CN101090621B - Loop heat sink module - Google Patents

Abstract

A loop radiation module includes a base and a radiator set on the base, in which, working medium and capillary structure are filled in the base, the radiator is set with a runner structure including asteam runner, a condensation runner and a condensed fluid runner, said capillary structure is connected with the steam runner and the condensed fluid runner to form a circulation loop between the base and the radiator to increase stability and reduce assemble cost.

Description

Loop radiation module

Technical field

The present invention relates to a kind of heat radiation module, particularly about a kind of loop radiation module that is used for electronic element radiating.

Background technology

Existing loop radiation module generally comprises the evaporation part that an inside is provided with capillary structure and is filled with working media, and one is equipped with the condensation part of radiating fin, and is connected in steam and the reflux line that constitutes circulation circuit between this evaporation part and the condensation part.

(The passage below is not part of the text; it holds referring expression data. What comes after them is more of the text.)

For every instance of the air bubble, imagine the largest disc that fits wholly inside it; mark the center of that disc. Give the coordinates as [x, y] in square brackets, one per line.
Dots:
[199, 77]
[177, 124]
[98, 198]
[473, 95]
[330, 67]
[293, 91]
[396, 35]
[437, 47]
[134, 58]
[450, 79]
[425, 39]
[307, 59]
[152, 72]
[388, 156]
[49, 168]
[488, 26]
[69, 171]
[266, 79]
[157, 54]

During work, the working media of the liquid state in the evaporation part absorbs the heat of vaporization that heater element produced, along steam pipeline move to the condensation part with heat transferred to radiating fin, finally be distributed to heat in the environment by radiating fin, working media because of the exothermic effects condensation, be back in the evaporation part along reflux line, enter circulation next time, thereby the heat that electronic component is produced distribute timely.

Yet continuous development along with electronic technology, the performance of heat radiation module also correspondingly requires to improve constantly, and to improve the radiating effect of this kind loop radiation module, the bore that then requires to increase the quantity of its connecting tube or increase pipeline, increase the heat output between evaporation part and condensation part whereby, to reach the purpose that improves this radiating effect.And a connecting tube has two interfaces need engage sealing usually, and so the interface quantity and the interface area of connecting tube will improve greatly, and the reliability of this heat radiation module sealing is reduced greatly.The connecting tube quantity of this kind loop radiation module is more simultaneously, and the location of these connecting tubes is difficulty comparatively, increases the assembling difficulty of this heat radiation module, makes the higher assembling production cost of this heat radiation module tool.

Summary of the invention

In view of this, be necessary to provide a kind of loop radiation module that improves reliability and have low assembly cost.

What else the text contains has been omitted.